HÉLVIO ROMERO/ESTADÃO
HÉLVIO ROMERO/ESTADÃO

Imóveis do INSS são transferidos para a Prefeitura de São Paulo

22 deles serão transformados em habitações de interesse social

Juliana Diógenes, O Estado de S. Paulo

08 de abril de 2016 | 19h23

SÃO PAULO - Vinte e oito imóveis do Instituto Nacional da Previdência Social (INSS) na capital paulista, a maioria no centro da cidade, passaram para a Prefeitura de São Paulo nesta sexta-feira, 8. Do total, 22 serão transformados em habitações de interesse social e outros seis, em equipamentos culturais. Dez deles são localizados na região central.

O recebimento dos imóveis do INSS é uma forma de pagamento de débitos relativos à compensação previdenciária. A forma de quitação de dívida foi autorizada em julho do ano passado. O prefeito de São Paulo, Fernando Haddad (PT), sugeriu que o modelo pode servir de "inspiração" para outras cidades. "É um reforço para o movimento de moradia", afirmou. "Não teríamos tido essa ideia se não fosse a militância de vocês", completou, referindo-se aos líderes de movimentos de habitação da plateia.

Quatro imóveis já estão regularizados - todos no centro. Um será destinado à Secretaria Municipal de Cultural (Casa Amarela, na Rua da Consolação) e os outros três terão usos para habitações de interesse social (Ruas José Bonifácio, 231; Rua General Rondon, 52; e Almirante Marques Leão). 
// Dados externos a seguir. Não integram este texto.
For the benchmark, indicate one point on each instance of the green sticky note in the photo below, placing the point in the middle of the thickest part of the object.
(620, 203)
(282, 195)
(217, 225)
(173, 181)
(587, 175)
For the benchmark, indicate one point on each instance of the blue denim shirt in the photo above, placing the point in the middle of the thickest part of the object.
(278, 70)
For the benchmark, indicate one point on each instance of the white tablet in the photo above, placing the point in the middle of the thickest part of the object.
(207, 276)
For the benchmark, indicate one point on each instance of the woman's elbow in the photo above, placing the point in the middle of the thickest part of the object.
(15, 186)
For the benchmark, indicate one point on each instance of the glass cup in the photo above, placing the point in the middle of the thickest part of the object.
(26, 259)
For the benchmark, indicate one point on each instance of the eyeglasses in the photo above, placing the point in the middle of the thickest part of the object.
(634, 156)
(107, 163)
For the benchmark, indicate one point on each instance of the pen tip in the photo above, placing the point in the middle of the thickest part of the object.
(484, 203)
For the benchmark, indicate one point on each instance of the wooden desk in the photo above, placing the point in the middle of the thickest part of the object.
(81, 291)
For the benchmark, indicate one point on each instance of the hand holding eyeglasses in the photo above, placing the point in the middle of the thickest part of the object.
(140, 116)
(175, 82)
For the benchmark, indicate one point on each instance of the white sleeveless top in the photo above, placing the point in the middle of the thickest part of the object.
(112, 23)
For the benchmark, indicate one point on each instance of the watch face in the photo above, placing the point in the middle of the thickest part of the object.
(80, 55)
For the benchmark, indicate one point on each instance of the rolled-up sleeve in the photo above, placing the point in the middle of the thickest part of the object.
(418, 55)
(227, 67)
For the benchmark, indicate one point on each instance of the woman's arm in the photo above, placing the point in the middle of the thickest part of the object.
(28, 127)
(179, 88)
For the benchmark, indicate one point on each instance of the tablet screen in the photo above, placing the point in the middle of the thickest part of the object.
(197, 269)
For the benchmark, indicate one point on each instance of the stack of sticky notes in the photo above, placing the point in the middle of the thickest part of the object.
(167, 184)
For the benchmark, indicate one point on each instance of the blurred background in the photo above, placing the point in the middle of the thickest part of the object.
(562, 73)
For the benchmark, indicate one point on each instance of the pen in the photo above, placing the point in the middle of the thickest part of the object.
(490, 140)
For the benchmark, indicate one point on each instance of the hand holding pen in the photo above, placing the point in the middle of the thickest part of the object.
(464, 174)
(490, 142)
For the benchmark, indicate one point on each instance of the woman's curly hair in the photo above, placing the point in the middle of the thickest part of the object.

A Prefeitura informou que em parte dos imóveis existem ocupantes privados, "que em geral fazem uso comercial dos espaços". Ainda segundo a pasta, antes da transferência, esses imóveis serão desocupados pelo INSS. Em apenas um dos imóveis  existe uma ocupação liderada por um movimento social, a Frente de Luta por Moradia.

Segundo o secretário municipal da Habitação, João Sette Whitaker, o projeto é de longo prazo e talvez não beneficie famílias ainda nesta gestão. Whitaker explicou que parte das unidades de habitação de interesse social será disponibilizada para o programa federal Minha Casa Minha Vida Entidades e outra para o projeto municipal de locação social. 

Protesto. O Movimento Sem Teto de São Paulo (MSTS) montou 200 barracas no Viaduto do Chá enquanto Haddad e o secretariado participavam do evento no 7º andar do Edifício Matarazzo. De acordo com Robinson Nascimento dos Santos, porta-voz do grupo que, entre outros locais, está alojado no Cine Marrocos, a ação foi um protesto contra a gestão petista que, segundo ele, privilegia o Movimento dos Trabalhadores Sem-Teto (MTST) e a Frente de Luta por Moradia (FLM).

"Cada membro do MSTS tem 20 votos para o Haddad. Rompemos com o PT em 2014 porque nossas demandas não foram atendidas e tivemos que pedir apoio ao PSDB. Eles não dialogam com a gente por questões políticas", disse Santos. Ele disse que cerca de 8.500 pessoas fazem parte do MSTS.

Whitaker rebateu o líder do grupo. "O nosso caminho é o diálogo e não a pressão. Os (grupos) que têm história, mobilização, é claro que nós recebemos", disse. Ele endureceu as críticas contra o MSTS. "O pessoal que está aí embaixo eu não sei se posso qualificar como movimento", afirmou.

Segundo o secretário, a Prefeitura dialogou com o MSTS, mas o grupo "foi violento". Whitaker afirmou que não concorda com a tática do grupo de ocupar prédios particulares e pedir o respaldo da Prefeitura quando os proprietários entram da Justiça exigindo a reintegração de posse.